Service / AreaProto StatusNotes
AllocationService (submit, get, list, cancel, update, watch, checkpoint)DefinedCore allocation lifecycle
Observability RPCs (attach, logs, metrics, diagnostics, compare)DefinedPart of AllocationService
DAG RPCs (get, list, cancel)DefinedPart of AllocationService
NodeService (list, get, drain, undrain, disable, enable, health)Definedproto/lattice/v1/nodes.proto
AdminService (tenant CRUD, vCluster CRUD, Raft status, backup, audit, accounting)Definedproto/lattice/v1/admin.proto
Session RPCs (create, get, delete)DefinedPart of AllocationService
Service Discovery (lookup, list)DefinedPart of AdminService, admin.proto
LivenessProbeSpecDefinedPart of AllocationSpec, allocations.proto

All planned services have been implemented as RPCs within the existing three services (AllocationService, NodeService, AdminService). Both gRPC and REST endpoints are available for all operations.

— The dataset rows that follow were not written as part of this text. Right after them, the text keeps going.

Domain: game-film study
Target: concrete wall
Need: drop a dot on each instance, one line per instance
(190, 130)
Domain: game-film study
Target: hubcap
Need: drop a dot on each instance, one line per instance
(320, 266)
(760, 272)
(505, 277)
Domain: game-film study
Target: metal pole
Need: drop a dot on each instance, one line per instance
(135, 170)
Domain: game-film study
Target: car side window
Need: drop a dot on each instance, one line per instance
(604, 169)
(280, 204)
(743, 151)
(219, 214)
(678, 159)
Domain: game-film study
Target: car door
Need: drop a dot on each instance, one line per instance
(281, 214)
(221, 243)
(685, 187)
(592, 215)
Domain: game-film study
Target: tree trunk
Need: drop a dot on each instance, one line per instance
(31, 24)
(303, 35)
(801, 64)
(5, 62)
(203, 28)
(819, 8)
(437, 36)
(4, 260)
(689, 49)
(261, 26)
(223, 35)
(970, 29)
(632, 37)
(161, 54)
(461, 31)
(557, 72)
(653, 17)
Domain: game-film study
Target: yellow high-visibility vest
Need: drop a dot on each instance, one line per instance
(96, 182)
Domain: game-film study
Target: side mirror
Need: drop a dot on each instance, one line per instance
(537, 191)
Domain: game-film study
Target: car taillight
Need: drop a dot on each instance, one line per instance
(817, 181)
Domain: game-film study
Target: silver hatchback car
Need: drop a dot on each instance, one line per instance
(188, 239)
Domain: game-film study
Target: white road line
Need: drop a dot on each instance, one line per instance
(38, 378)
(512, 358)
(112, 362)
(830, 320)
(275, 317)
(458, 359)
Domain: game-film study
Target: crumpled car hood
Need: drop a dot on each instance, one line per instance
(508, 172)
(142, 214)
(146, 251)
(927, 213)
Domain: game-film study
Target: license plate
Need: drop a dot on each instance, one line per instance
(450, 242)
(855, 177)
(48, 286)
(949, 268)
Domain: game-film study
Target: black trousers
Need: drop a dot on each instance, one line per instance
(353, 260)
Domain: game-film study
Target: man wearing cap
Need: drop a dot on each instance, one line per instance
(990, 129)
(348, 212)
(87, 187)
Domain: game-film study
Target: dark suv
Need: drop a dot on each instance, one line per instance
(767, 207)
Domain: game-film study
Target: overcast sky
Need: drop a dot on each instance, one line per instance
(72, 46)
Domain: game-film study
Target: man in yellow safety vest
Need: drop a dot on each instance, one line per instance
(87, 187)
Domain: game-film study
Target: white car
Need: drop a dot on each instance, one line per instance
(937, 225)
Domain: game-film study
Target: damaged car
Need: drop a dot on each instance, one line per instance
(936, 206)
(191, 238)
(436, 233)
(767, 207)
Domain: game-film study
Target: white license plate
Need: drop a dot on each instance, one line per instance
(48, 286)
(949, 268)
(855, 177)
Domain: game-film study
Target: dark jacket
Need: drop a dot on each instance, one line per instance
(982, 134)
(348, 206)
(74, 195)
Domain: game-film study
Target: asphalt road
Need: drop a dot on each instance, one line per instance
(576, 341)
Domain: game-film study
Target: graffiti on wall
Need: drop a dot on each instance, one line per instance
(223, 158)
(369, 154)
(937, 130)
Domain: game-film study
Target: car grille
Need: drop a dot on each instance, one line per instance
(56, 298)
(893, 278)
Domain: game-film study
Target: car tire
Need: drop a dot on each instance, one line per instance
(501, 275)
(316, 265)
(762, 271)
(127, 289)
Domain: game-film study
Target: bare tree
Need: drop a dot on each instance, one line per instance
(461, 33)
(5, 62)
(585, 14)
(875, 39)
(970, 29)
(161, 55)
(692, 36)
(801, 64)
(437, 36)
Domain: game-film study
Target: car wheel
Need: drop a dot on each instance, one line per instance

Service Discovery Endpoints

MethodEndpointDescription
gRPCAdminService.LookupService(name)Returns endpoints for a named service (tenant-filtered)
gRPCAdminService.ListServices()Lists all registered service names (tenant-filtered)
RESTGET /api/v1/servicesJSON list of registered service names
RESTGET /api/v1/services/{name}JSON endpoints for a named service

Tenant filtering: requests with x-lattice-tenant header only see services belonging to their tenant. Without the header, all services are visible (admin mode).

Liveness Probe Schema

Allocations can include an optional liveness_probe in the submission spec:

message LivenessProbeSpec {
  string probe_type = 1;    // "tcp" or "http"
  uint32 port = 2;          // 1-65535
  string path = 3;          // HTTP path (e.g., "/healthz")
  uint32 period_secs = 4;   // default: 30
  uint32 initial_delay_secs = 5;
  uint32 failure_threshold = 6;  // default: 3
  uint32 timeout_secs = 7;      // default: 5
}

When failure_threshold consecutive probes fail, the allocation is marked Failed. The reconciliation loop then requeues it (for Unbounded/Reactive allocations with appropriate requeue policy).

Client SDKs

SDKProtocolLocation
Python (lattice-sdk)REST (httpx)sdk/python/
Rust (lattice-client)gRPC (tonic)crates/lattice-client/

The Rust SDK re-exports all proto types as lattice_client::proto — consumers do not need to depend on lattice-common directly.

Authentication

All API calls require OIDC bearer token. The lattice CLI handles the OIDC flow via hpc-auth (institutional IdP integration). The lattice-api server validates tokens against the configured OIDC provider.

Sensitive tenant tokens include additional claims for audit trail binding.